Concurrence : l’UE enfin armée pour dompter les GAFAM
Six champions de la tech ont jusqu’à jeudi pour se mettre en conformité avec le nouveau règlement européen sur les marchés numériques, sous peine de lourdes sanctions.
Agir plus vite et plus fort contre les abus de position dominante des géants du numérique, c’est la promesse du nouvel arsenal juridique de la Commission européenne qui entre pleinement en vigueur cette semaine mais doit encore tout prouver. Six champions de la tech – les américains Alphabet (Google), Amazon, Apple, Meta (Facebook, Instagram) et Microsoft, ainsi que le chinois ByteDance, propriétaire de TikTok – devront être jeudi en conformité avec le nouveau règlement sur les marchés numériques (DMA), sous peine de lourdes sanctions. Il s’agit d’une révolution pour le droit de la concurrence.
Après des années de procédures interminables – et souvent vaines – pour tenter de mettre fin à leurs pratiques anticoncurrentielles, l’Union européenne semble avoir tiré les leçons de ses échecs. Le DMA fixe une série d’obligations et d’interdictions sur mesure pour endiguer le type d’actions déloyales qui ont abouti à évincer ou brider la concurrence.
Parmi de nombreux exemples, Google a désormais interdiction d’exploiter le quasi-monopole de son moteur de recherche pour mieux référencer ses propres services comme le comparateur de prix Google Shopping. Apple doit ouvrir ses iPhones à des boutiques d’applications alternatives à son App Store et à des systèmes de paiements concurrents d’Apple Pay…
«Vu la vitesse à laquelle les marchés numériques évoluent, et vu le temps que prennent les procédures classiques de concurrence, il fallait une capacité d’intervention en amont, au lieu de venir après que le dommage soit matérialisé», explique à l’AFP l’avocat Romain Rard, associé au cabinet Gide.

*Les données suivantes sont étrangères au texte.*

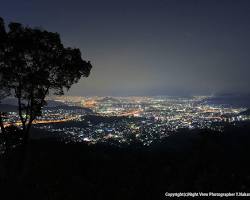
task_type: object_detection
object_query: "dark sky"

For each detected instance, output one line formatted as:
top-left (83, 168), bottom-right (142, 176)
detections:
top-left (0, 0), bottom-right (250, 96)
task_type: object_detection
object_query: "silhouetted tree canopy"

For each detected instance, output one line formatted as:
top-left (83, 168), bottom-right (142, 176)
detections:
top-left (0, 16), bottom-right (92, 142)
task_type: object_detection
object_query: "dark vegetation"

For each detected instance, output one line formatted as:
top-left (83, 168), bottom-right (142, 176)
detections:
top-left (0, 18), bottom-right (250, 200)
top-left (0, 18), bottom-right (92, 145)
top-left (0, 122), bottom-right (250, 199)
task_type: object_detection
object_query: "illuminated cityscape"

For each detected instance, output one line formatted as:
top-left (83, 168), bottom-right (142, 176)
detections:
top-left (2, 96), bottom-right (249, 145)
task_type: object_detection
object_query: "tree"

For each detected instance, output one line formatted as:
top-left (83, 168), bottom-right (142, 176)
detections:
top-left (0, 17), bottom-right (10, 136)
top-left (0, 17), bottom-right (92, 143)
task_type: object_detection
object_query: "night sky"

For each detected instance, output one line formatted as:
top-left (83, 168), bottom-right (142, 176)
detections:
top-left (0, 0), bottom-right (250, 96)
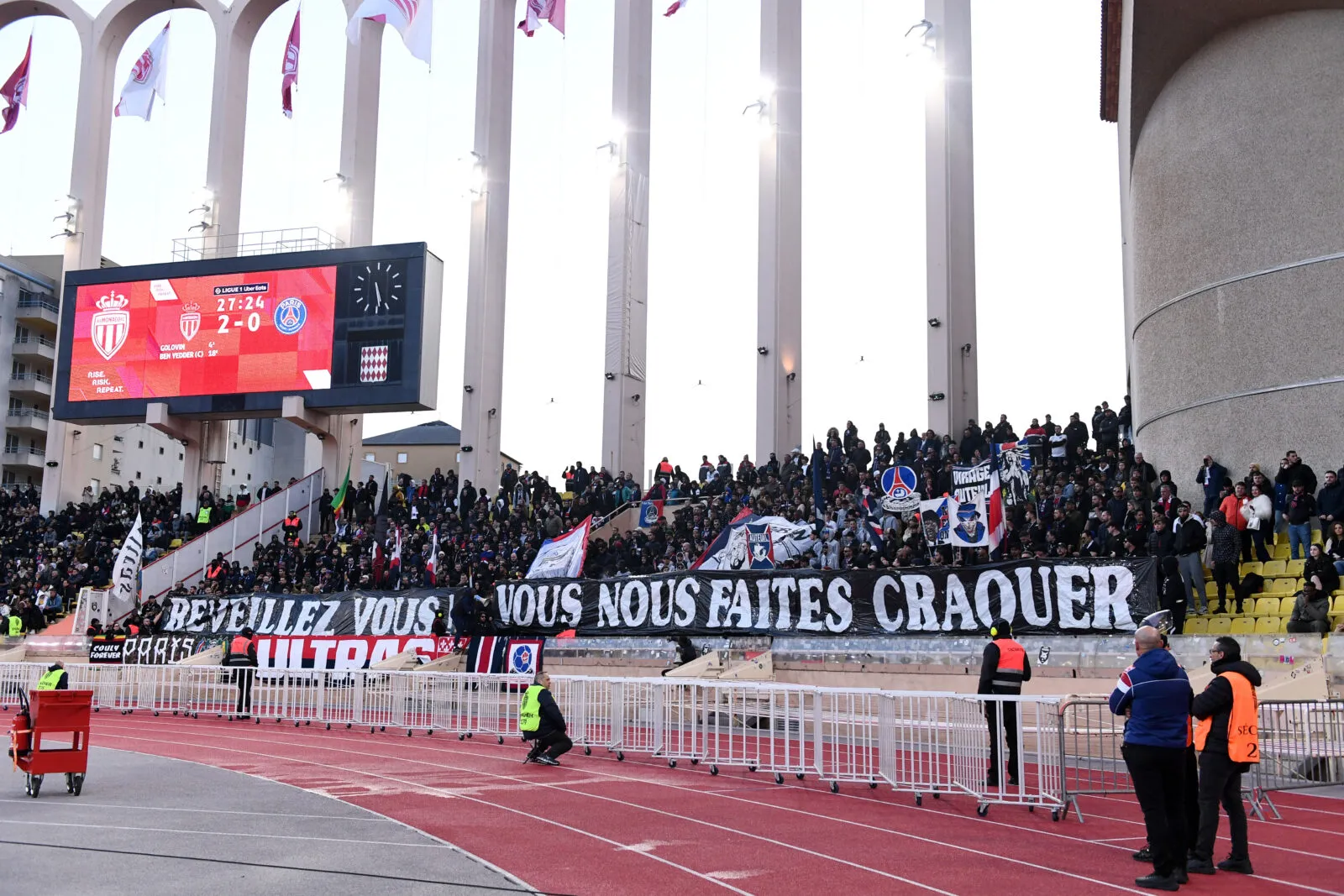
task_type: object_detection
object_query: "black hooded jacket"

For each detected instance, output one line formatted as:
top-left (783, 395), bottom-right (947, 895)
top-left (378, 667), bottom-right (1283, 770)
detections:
top-left (1191, 657), bottom-right (1261, 753)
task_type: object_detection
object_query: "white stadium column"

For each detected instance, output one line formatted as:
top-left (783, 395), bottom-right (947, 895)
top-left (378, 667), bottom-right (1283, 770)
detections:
top-left (602, 0), bottom-right (654, 486)
top-left (925, 0), bottom-right (979, 439)
top-left (336, 0), bottom-right (383, 246)
top-left (459, 0), bottom-right (517, 493)
top-left (755, 0), bottom-right (802, 464)
top-left (40, 17), bottom-right (113, 513)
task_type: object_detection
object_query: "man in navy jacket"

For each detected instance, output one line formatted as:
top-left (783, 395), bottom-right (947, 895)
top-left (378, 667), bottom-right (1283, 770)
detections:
top-left (1110, 626), bottom-right (1194, 891)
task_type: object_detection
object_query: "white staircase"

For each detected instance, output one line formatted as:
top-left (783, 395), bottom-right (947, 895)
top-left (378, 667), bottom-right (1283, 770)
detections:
top-left (139, 470), bottom-right (323, 600)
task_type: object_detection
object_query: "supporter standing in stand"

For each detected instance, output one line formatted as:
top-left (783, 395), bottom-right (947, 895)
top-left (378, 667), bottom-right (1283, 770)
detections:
top-left (1110, 626), bottom-right (1194, 891)
top-left (1188, 637), bottom-right (1261, 874)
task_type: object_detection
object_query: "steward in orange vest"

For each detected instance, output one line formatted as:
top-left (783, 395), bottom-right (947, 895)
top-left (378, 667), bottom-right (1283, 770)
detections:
top-left (976, 619), bottom-right (1031, 787)
top-left (1187, 636), bottom-right (1261, 874)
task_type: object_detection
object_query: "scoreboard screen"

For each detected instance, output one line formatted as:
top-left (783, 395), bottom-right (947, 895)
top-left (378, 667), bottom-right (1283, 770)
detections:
top-left (69, 266), bottom-right (336, 401)
top-left (54, 244), bottom-right (442, 423)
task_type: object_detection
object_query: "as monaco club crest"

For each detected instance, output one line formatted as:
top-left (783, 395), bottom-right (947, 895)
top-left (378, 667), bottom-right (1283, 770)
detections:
top-left (92, 293), bottom-right (130, 361)
top-left (177, 302), bottom-right (200, 343)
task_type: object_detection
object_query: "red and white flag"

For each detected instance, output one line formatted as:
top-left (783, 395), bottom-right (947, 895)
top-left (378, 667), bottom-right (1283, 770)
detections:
top-left (345, 0), bottom-right (434, 65)
top-left (280, 5), bottom-right (304, 118)
top-left (517, 0), bottom-right (564, 38)
top-left (113, 18), bottom-right (172, 121)
top-left (425, 529), bottom-right (438, 584)
top-left (0, 34), bottom-right (32, 134)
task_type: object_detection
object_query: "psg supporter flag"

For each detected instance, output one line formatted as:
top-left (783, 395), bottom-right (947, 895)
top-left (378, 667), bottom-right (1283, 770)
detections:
top-left (504, 638), bottom-right (546, 676)
top-left (465, 636), bottom-right (508, 674)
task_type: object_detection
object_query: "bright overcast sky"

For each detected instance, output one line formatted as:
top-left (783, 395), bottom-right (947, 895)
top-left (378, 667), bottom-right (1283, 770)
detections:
top-left (0, 0), bottom-right (1125, 475)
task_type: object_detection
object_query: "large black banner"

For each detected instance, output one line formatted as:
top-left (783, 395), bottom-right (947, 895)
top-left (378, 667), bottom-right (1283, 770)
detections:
top-left (165, 558), bottom-right (1158, 638)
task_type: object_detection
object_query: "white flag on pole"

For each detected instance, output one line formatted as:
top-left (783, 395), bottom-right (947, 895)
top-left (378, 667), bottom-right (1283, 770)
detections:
top-left (527, 515), bottom-right (593, 579)
top-left (106, 513), bottom-right (145, 622)
top-left (345, 0), bottom-right (434, 65)
top-left (113, 18), bottom-right (172, 121)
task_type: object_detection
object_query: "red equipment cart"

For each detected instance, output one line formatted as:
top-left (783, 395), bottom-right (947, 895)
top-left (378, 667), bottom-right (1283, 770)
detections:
top-left (9, 690), bottom-right (92, 798)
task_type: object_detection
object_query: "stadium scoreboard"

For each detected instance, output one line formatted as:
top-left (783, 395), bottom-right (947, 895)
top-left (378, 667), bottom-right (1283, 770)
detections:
top-left (52, 244), bottom-right (442, 423)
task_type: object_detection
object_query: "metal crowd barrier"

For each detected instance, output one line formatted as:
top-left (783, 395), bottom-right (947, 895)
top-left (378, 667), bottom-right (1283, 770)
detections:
top-left (0, 663), bottom-right (1344, 820)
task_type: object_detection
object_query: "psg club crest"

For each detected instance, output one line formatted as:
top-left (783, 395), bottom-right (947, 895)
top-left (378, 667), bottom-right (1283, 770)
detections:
top-left (880, 466), bottom-right (919, 513)
top-left (90, 293), bottom-right (130, 361)
top-left (177, 302), bottom-right (200, 343)
top-left (359, 345), bottom-right (387, 383)
top-left (276, 296), bottom-right (307, 336)
top-left (746, 522), bottom-right (774, 569)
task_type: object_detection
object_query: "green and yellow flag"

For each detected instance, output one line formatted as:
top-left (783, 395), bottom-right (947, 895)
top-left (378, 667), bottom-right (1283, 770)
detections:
top-left (332, 461), bottom-right (349, 520)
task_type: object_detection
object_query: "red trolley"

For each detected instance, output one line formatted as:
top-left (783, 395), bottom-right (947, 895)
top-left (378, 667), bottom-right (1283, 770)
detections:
top-left (9, 690), bottom-right (92, 798)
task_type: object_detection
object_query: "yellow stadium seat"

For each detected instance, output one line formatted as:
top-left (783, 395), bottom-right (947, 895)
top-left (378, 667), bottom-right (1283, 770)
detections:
top-left (1255, 598), bottom-right (1281, 616)
top-left (1261, 560), bottom-right (1301, 579)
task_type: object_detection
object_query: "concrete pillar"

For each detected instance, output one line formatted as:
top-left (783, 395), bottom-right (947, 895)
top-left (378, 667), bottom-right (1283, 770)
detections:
top-left (40, 29), bottom-right (111, 513)
top-left (925, 0), bottom-right (979, 438)
top-left (334, 6), bottom-right (383, 246)
top-left (602, 0), bottom-right (654, 485)
top-left (755, 0), bottom-right (802, 464)
top-left (459, 0), bottom-right (517, 491)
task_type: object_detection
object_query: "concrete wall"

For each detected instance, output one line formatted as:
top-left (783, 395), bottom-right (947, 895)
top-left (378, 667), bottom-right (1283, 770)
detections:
top-left (1127, 9), bottom-right (1344, 483)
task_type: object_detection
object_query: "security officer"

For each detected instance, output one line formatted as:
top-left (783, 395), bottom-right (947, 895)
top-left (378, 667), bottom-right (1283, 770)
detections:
top-left (280, 511), bottom-right (304, 544)
top-left (38, 663), bottom-right (70, 690)
top-left (224, 629), bottom-right (257, 719)
top-left (1110, 626), bottom-right (1194, 891)
top-left (517, 672), bottom-right (574, 766)
top-left (976, 619), bottom-right (1031, 787)
top-left (1188, 636), bottom-right (1261, 874)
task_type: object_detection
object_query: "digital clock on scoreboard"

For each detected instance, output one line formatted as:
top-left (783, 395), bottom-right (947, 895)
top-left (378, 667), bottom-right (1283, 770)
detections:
top-left (54, 244), bottom-right (442, 423)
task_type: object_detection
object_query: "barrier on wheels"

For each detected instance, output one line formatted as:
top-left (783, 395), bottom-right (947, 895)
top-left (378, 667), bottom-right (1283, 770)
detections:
top-left (0, 663), bottom-right (1344, 820)
top-left (1059, 699), bottom-right (1134, 820)
top-left (1247, 700), bottom-right (1344, 820)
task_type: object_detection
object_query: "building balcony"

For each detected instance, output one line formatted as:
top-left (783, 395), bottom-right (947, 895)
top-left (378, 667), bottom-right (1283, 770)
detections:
top-left (0, 446), bottom-right (47, 470)
top-left (4, 407), bottom-right (51, 435)
top-left (13, 294), bottom-right (60, 329)
top-left (9, 371), bottom-right (51, 401)
top-left (13, 333), bottom-right (56, 364)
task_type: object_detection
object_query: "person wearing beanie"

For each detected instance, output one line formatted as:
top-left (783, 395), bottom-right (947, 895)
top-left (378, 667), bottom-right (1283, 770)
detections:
top-left (976, 619), bottom-right (1031, 787)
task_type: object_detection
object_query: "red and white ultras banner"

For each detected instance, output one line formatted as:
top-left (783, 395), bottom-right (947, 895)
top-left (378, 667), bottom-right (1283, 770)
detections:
top-left (257, 634), bottom-right (453, 669)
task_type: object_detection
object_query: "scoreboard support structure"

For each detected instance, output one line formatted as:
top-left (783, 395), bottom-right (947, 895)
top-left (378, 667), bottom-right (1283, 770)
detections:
top-left (145, 401), bottom-right (206, 521)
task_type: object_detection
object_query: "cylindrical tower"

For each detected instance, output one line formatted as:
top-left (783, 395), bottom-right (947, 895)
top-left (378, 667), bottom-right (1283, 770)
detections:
top-left (1121, 2), bottom-right (1344, 486)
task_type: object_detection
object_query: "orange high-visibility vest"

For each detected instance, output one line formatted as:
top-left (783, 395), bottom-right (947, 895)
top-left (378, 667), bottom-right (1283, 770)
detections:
top-left (1194, 672), bottom-right (1259, 762)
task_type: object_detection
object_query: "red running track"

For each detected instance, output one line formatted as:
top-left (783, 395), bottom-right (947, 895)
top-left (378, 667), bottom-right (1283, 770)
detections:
top-left (92, 715), bottom-right (1344, 896)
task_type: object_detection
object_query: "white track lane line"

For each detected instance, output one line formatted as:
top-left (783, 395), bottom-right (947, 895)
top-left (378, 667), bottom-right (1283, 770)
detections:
top-left (0, 818), bottom-right (467, 849)
top-left (196, 730), bottom-right (1344, 896)
top-left (433, 725), bottom-right (1344, 896)
top-left (99, 723), bottom-right (1118, 893)
top-left (92, 733), bottom-right (870, 896)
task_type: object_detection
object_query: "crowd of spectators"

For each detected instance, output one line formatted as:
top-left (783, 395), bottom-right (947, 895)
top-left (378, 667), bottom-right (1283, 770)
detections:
top-left (0, 396), bottom-right (1344, 637)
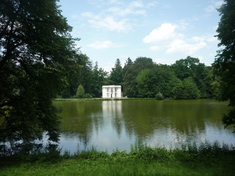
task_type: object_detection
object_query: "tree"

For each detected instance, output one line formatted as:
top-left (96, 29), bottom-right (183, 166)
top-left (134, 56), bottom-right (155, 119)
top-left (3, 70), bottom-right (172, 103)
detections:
top-left (213, 0), bottom-right (235, 131)
top-left (92, 62), bottom-right (108, 97)
top-left (123, 57), bottom-right (154, 98)
top-left (0, 0), bottom-right (76, 147)
top-left (76, 85), bottom-right (85, 98)
top-left (110, 59), bottom-right (123, 85)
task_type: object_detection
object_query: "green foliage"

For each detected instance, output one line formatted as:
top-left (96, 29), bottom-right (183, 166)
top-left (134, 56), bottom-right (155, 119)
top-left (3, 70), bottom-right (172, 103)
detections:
top-left (213, 0), bottom-right (235, 131)
top-left (156, 92), bottom-right (164, 100)
top-left (0, 0), bottom-right (79, 145)
top-left (110, 59), bottom-right (123, 85)
top-left (0, 141), bottom-right (235, 176)
top-left (76, 85), bottom-right (85, 98)
top-left (92, 62), bottom-right (108, 98)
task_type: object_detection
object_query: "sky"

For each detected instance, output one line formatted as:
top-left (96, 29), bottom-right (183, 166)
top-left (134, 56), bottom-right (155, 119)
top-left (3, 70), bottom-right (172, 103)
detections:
top-left (58, 0), bottom-right (223, 72)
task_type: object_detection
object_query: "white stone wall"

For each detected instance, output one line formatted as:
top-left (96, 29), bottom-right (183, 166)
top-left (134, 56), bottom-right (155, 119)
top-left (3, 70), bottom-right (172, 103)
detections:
top-left (102, 85), bottom-right (122, 98)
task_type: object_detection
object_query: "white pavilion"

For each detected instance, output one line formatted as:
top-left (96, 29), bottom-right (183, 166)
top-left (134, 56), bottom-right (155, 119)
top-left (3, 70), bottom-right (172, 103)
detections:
top-left (102, 85), bottom-right (122, 98)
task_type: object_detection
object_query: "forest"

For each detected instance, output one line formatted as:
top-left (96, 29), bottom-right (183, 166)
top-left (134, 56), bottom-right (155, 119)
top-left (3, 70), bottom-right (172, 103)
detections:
top-left (59, 54), bottom-right (219, 100)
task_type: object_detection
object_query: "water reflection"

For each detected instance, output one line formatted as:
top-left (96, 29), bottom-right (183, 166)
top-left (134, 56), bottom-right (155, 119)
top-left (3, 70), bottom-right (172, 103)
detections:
top-left (55, 100), bottom-right (235, 152)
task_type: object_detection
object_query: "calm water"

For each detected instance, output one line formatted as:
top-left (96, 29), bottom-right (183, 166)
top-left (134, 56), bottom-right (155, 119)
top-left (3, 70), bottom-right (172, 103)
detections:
top-left (55, 100), bottom-right (235, 153)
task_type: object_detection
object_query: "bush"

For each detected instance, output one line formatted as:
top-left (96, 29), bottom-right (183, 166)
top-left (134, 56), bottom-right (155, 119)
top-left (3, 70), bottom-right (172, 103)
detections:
top-left (156, 92), bottom-right (164, 100)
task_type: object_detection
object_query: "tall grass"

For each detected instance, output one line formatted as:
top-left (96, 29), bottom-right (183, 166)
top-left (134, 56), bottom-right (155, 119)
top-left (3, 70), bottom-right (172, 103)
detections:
top-left (0, 141), bottom-right (235, 176)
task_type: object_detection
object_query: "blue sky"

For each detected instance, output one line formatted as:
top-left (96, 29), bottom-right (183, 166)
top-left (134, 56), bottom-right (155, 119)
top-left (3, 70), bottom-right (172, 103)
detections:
top-left (59, 0), bottom-right (223, 71)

Les groupes ciblés, désignés en septembre, ont eu six mois pour se préparer et ont multiplié les annonces sur l’adaptation de leurs services aux nouvelles règles, jurant qu’ils les respecteraient. Le doute subsiste néanmoins: «Est-ce une conformité a minima sans vrai changement des comportements des entreprises et, si c’est le cas, jusqu’où la Commission sera-t-elle prête à aller dans l’utilisation du DMA et de ses sanctions les plus élevées?», s’interroge Romain Rard. Vendredi, 34 entreprises et associations professionnelles ont invité la Commission européenne à sévir contre Apple, affirmant que son plan «tourne en dérision» le DMA.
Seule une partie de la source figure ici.